To be sure, no fix to the spill has been found yet. But that’s not for want of attention or money — US President Barack Obama himself has been on the job. It’s imprudent to assume that we know how much money it will take to really fix this mess.
Then we get into the really deep waters of trying to estimate what damage the oil will cause, and how that can be mitigated. We also get to the issue of how all those hurt must be compensated. And then to the cost of restoring (if that’s possible at all) the surrounding ecosystem.
There are really smart people working on these issues, and given the stakes involved, I am sure everything is being thrown at them. It is absolutely clear to all stakeholders of that company (and many others) that some reasonable estimate of the financial effect of the incident be understood. However, it seems equally clear to me that valuing the cost and effect of the spill is very difficult, if not impossible, at present.
This difficulty is not unique to the Deepwater spill. It’s present in any exercise that tries to factor unknown (sometimes unknowable) facts, uncertain effects and consequences, and differential understanding of “value”. This is true for normal business situations, and even more so for significantly more complex ecological and social situations or systems. But the fact is that we need to understand these “valuations”.

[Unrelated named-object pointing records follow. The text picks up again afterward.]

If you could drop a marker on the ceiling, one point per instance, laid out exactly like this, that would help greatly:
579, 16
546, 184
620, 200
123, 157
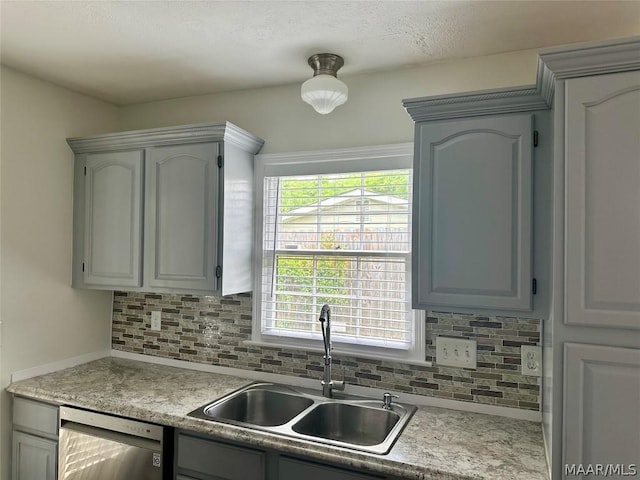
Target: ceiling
136, 51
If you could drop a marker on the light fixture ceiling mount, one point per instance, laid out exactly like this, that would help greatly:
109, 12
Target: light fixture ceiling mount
324, 91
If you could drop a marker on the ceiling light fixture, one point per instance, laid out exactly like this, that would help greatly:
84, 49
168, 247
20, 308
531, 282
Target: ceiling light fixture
324, 91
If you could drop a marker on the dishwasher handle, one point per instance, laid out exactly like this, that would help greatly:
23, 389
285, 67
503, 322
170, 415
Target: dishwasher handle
110, 423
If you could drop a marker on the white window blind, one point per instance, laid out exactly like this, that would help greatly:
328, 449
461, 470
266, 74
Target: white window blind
341, 239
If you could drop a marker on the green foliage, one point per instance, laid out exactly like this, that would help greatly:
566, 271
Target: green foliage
299, 192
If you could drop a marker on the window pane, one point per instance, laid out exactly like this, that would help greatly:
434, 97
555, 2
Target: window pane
341, 239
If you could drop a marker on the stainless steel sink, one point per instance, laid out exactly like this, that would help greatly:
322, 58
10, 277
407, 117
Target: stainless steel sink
347, 421
259, 406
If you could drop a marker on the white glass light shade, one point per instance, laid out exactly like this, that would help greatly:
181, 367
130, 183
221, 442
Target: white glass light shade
324, 93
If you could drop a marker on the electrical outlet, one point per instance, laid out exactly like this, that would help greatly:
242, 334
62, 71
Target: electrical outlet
531, 360
156, 320
456, 352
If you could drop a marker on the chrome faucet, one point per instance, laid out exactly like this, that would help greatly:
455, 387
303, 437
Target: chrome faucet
328, 385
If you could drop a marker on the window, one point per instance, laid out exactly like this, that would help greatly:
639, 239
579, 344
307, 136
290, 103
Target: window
337, 231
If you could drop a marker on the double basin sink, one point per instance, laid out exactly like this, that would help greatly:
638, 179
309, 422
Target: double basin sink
345, 421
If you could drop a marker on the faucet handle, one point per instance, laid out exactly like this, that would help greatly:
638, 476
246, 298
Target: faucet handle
387, 400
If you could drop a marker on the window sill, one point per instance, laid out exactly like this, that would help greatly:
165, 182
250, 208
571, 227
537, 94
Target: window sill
340, 352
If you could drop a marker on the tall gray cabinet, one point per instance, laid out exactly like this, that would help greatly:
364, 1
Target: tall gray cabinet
165, 210
592, 412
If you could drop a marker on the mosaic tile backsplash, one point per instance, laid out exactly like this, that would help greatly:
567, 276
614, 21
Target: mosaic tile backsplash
212, 330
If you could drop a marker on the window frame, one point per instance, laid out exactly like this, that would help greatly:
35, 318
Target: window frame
335, 161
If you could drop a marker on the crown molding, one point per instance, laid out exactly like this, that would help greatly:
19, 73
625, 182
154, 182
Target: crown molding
484, 102
205, 132
593, 58
557, 63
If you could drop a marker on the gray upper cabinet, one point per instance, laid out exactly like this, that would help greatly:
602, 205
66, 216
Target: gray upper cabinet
181, 217
113, 218
165, 210
472, 213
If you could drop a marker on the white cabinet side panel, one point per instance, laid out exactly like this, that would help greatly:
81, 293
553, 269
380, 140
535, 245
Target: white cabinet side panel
603, 201
238, 211
601, 405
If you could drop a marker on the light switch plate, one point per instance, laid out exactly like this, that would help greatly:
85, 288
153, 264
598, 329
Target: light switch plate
531, 360
456, 352
156, 320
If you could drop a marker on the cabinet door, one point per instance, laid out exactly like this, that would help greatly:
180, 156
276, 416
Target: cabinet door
603, 201
601, 398
181, 217
34, 458
113, 219
219, 460
292, 469
472, 213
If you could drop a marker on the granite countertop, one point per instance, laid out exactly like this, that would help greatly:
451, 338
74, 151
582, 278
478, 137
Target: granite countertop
437, 443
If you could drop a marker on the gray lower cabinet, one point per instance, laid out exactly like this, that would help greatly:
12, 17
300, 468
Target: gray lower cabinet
34, 458
472, 213
295, 469
217, 461
165, 210
35, 440
202, 458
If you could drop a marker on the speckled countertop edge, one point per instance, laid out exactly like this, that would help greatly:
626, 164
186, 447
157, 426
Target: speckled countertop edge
437, 443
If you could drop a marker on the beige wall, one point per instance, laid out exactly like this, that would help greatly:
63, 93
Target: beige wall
43, 319
373, 114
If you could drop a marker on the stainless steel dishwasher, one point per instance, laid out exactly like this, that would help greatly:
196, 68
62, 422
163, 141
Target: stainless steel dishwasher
94, 446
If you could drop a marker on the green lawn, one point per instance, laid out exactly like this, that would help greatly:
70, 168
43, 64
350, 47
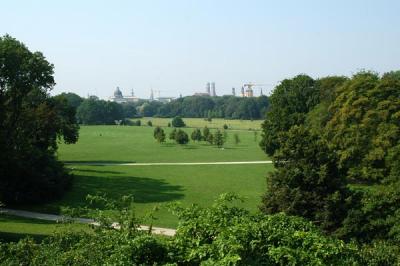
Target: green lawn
215, 123
136, 144
157, 185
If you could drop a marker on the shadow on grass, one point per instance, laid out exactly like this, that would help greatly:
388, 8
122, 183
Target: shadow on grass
97, 171
95, 162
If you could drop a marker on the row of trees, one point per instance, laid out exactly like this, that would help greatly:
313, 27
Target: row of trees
181, 137
335, 144
95, 111
228, 107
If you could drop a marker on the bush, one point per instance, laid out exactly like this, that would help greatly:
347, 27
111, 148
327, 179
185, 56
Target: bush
181, 137
159, 134
178, 122
196, 135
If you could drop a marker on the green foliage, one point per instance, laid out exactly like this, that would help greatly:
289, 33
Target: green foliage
172, 134
31, 123
307, 181
210, 138
291, 100
177, 122
206, 133
196, 135
159, 134
364, 129
236, 138
181, 137
227, 235
218, 138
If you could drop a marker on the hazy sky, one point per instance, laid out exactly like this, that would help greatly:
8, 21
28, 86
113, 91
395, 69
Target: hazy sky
177, 46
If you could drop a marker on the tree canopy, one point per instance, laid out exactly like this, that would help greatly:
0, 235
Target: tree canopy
31, 122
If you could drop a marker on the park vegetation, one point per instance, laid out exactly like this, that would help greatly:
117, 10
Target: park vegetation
335, 144
31, 123
333, 198
93, 111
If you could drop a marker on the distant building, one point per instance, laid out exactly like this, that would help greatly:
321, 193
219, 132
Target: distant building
164, 99
119, 98
213, 93
208, 88
201, 94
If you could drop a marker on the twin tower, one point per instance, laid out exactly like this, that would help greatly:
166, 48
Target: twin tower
210, 89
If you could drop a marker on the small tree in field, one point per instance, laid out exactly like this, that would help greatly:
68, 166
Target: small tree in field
177, 122
210, 138
196, 135
236, 138
181, 137
159, 134
206, 133
172, 134
218, 139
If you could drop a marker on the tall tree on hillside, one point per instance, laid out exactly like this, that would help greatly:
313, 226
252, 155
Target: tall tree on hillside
364, 129
218, 138
31, 122
307, 181
291, 100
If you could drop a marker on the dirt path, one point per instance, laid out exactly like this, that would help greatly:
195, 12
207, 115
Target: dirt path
55, 218
150, 164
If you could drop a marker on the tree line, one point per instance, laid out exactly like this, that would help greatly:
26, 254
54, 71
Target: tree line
92, 111
335, 144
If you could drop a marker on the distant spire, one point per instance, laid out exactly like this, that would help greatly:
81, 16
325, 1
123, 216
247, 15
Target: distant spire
152, 95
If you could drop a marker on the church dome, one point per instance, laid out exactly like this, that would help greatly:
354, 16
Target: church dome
117, 93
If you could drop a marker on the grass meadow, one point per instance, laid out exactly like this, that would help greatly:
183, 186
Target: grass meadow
151, 186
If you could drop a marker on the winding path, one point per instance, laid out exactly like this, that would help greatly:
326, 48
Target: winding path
55, 218
150, 164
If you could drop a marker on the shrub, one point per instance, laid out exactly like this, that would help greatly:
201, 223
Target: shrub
177, 122
181, 137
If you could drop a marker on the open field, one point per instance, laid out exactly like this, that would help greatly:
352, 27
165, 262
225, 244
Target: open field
157, 185
200, 122
154, 185
136, 144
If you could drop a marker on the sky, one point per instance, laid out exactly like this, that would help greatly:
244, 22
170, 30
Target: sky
176, 47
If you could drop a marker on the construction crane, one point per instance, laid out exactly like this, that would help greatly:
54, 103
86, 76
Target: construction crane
248, 89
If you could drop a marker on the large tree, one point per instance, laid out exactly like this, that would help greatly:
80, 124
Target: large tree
364, 129
31, 122
291, 100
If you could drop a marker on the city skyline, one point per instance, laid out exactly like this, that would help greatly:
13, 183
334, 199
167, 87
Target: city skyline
176, 46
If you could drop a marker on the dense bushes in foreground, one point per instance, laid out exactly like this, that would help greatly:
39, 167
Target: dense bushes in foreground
223, 234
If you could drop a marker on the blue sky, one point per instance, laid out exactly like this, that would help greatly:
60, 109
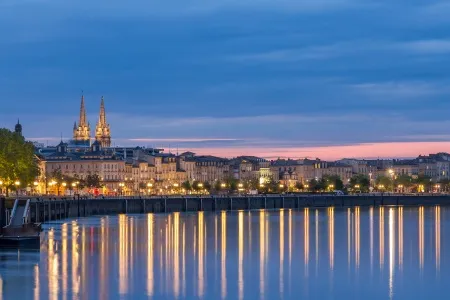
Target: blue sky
228, 73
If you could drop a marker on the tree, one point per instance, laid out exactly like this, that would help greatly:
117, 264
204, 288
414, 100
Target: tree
316, 185
18, 163
93, 181
422, 183
299, 185
404, 181
333, 182
196, 186
360, 180
253, 184
445, 184
384, 183
207, 186
232, 183
186, 185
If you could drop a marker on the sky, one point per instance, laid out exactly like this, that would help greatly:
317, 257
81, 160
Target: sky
274, 78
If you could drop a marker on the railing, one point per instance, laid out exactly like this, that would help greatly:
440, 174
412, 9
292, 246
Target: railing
16, 203
26, 213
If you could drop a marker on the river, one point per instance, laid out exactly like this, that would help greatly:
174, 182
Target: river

If we are aware of the perils of such “valuation”, we cannot but admire the efforts of Robert Costanza, Ralph d’Arge and 11 of their colleagues who published a remarkable paper in the journal Nature in May 1997. This paper, titled “The value of the world’s ecosystem services and natural capital”, took on the onerous task of doing what it says.
Let me quote verbatim from the paper: “The services of ecological systems and the natural capital stocks that produce them are critical to the functioning of the Earth’s life-support system. They contribute to human welfare, both directly and indirectly, and therefore represent part of the total economic value of the planet… For the entire biosphere, the value (most of which is outside the market) is estimated to be in the range of US$16-54 trillion per year, with an average of US$33 trillion per year. Because of the nature of the uncertainties, this must be considered a minimum estimate. Global gross national product total is around US$18 trillion per year.” This was in 1997.
This dry scientific paper speaks more eloquently than anything else I have read about why we should be deeply bothered about ecology, and why we must act right away. This is simply because the value of the world’s ecology is far greater than the global gross domestic product (GDP). To a world obsessed with economies and GDP growth, the paper makes this point immediately apparent. And it should matter hugely — perhaps more than anything else.
The key issue in my view is that Costanza, d’Arge and the others have tried to “value” what we must but we don’t. Such attempts at proactive assessment of “value” are always signs of “good management” — if I can call it that in the context of managing the ecology and the earth. This approach (and this article deliberately) does not even attempt to consider issues of ethics and equity, which are inextricably a key part of all ecological issues.
That is because even the language of money, which is what we seem to understand best, voices in this paper a key concern: that we must act now, and that we must fundamentally change our approach to ecology. After all (at least), “it’s the economy, stupid”.
(This piece was published as a part of Anurag’s fortnightly column,"Other Sphere", in Mint on July 14, 2010.)